La finanziaria 2026 intende profilare una serie di provvedimenti che spingono nella direzione delle fasce più deboli e puntano a raggiungere tre obiettivi: crescita del Pil oltre l'1,2%, ridurre il divario tra potere d'acquisto e salari e rilanciare i consumi, in modo da ridar fiato alla marcata del settore manifatturiero. Una manifattura che paga lo scotto per essere più costosa, meno redditizia e in forti ritardi in termini di innovazione tecnologica e preparazione degli addetti. Elementi che sommati portano un'offerta, interna e sui mercati internazionali, in ambasce, nonostante il prestigio del Made in Italy e la forte capacità dei nostri imprenditori di collocare i prodotti in ogni dove nel globo.
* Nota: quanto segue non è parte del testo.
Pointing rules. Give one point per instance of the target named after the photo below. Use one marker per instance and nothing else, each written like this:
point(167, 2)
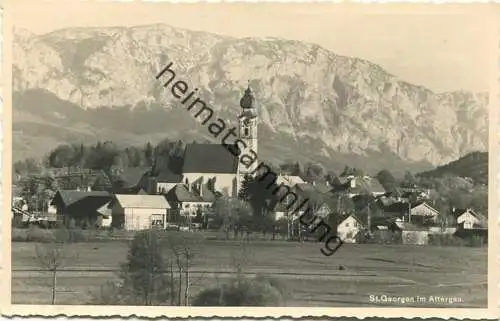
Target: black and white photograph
point(259, 155)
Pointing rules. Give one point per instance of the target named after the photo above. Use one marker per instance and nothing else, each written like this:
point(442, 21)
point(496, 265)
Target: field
point(311, 278)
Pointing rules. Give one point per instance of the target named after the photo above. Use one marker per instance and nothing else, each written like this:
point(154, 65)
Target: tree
point(143, 274)
point(243, 193)
point(148, 154)
point(228, 214)
point(52, 256)
point(184, 250)
point(387, 180)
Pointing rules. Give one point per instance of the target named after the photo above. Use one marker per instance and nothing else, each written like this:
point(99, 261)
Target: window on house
point(157, 220)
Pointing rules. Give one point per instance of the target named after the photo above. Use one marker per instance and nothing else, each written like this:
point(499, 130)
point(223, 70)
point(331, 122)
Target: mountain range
point(89, 84)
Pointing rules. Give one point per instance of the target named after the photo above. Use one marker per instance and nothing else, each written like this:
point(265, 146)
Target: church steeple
point(246, 102)
point(247, 131)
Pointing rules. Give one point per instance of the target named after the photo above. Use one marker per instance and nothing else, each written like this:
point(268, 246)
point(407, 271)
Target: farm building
point(421, 212)
point(188, 199)
point(348, 228)
point(81, 207)
point(355, 185)
point(411, 233)
point(468, 218)
point(164, 182)
point(132, 179)
point(138, 212)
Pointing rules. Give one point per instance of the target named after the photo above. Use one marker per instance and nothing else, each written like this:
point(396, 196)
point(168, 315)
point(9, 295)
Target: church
point(214, 164)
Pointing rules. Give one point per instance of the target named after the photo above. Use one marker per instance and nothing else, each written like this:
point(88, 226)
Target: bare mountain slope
point(313, 104)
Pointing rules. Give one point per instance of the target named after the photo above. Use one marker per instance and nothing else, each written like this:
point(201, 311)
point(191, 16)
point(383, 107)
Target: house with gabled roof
point(356, 185)
point(420, 212)
point(80, 206)
point(132, 179)
point(348, 227)
point(139, 212)
point(211, 162)
point(164, 181)
point(189, 199)
point(468, 219)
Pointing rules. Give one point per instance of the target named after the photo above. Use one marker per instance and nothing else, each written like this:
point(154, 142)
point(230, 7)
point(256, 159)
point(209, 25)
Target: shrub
point(445, 240)
point(69, 236)
point(19, 235)
point(475, 240)
point(36, 234)
point(250, 292)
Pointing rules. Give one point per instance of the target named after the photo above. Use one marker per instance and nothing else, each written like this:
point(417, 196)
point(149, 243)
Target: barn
point(139, 212)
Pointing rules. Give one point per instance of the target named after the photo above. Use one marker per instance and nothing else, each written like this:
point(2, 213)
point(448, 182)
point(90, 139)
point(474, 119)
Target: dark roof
point(459, 211)
point(364, 184)
point(209, 158)
point(132, 176)
point(339, 218)
point(406, 226)
point(70, 197)
point(314, 195)
point(167, 176)
point(181, 193)
point(80, 201)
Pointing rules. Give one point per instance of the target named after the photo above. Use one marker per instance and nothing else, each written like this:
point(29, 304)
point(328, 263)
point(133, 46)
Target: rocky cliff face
point(310, 100)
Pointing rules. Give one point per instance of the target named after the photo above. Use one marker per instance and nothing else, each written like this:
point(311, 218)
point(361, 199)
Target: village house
point(164, 182)
point(80, 207)
point(356, 185)
point(131, 180)
point(468, 219)
point(348, 228)
point(420, 213)
point(139, 212)
point(189, 199)
point(411, 234)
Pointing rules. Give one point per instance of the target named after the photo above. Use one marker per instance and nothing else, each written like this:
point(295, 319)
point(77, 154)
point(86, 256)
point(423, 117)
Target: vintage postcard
point(298, 159)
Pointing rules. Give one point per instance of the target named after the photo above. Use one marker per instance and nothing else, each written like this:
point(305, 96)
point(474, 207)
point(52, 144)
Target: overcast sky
point(441, 51)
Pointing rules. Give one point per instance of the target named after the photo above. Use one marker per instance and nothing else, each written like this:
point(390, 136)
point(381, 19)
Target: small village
point(177, 214)
point(170, 201)
point(212, 190)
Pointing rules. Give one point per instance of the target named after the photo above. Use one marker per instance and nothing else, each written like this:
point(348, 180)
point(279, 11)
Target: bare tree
point(184, 250)
point(52, 256)
point(240, 259)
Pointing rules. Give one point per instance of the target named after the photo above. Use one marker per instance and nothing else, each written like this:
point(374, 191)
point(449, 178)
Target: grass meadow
point(311, 278)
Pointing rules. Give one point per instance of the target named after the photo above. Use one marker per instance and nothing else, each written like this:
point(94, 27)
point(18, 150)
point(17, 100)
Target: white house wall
point(348, 229)
point(224, 183)
point(139, 218)
point(166, 186)
point(468, 219)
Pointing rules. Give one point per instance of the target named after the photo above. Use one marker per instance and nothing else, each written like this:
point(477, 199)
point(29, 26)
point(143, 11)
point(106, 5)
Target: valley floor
point(311, 278)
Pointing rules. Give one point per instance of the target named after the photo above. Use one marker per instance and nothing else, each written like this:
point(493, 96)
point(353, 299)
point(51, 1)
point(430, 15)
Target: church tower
point(247, 122)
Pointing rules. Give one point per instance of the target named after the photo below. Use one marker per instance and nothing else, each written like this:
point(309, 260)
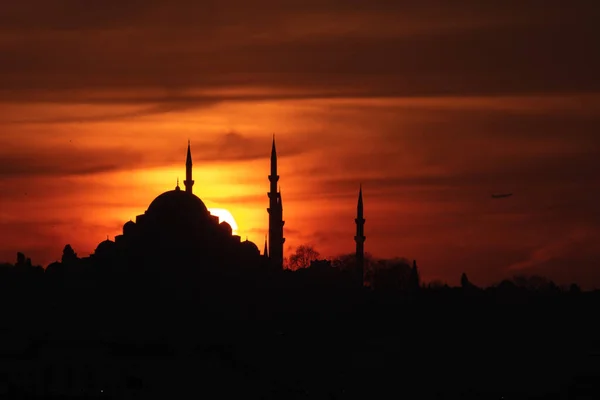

Il recupero di competitività non può che avvenire attraverso gli investimenti in R&S che si possono realizzare con l'innovazione tecnologica, purtroppo dimensioni, scarso capitale proprio e sovente inefficienze manageriali, spingono a peggiorare la capacità di reggere le difficoltà che, da aprile in poi, sono aggravate dai dazi Trumpiani e da un cambio dollaro così debole da avere perso, da inizio anno, oltre 12 punti sull'euro. L'assestamento del cambio dovrebbe attestarsi sull'euro sull'1,15, troppo alto per reggere insieme cambio e dazi.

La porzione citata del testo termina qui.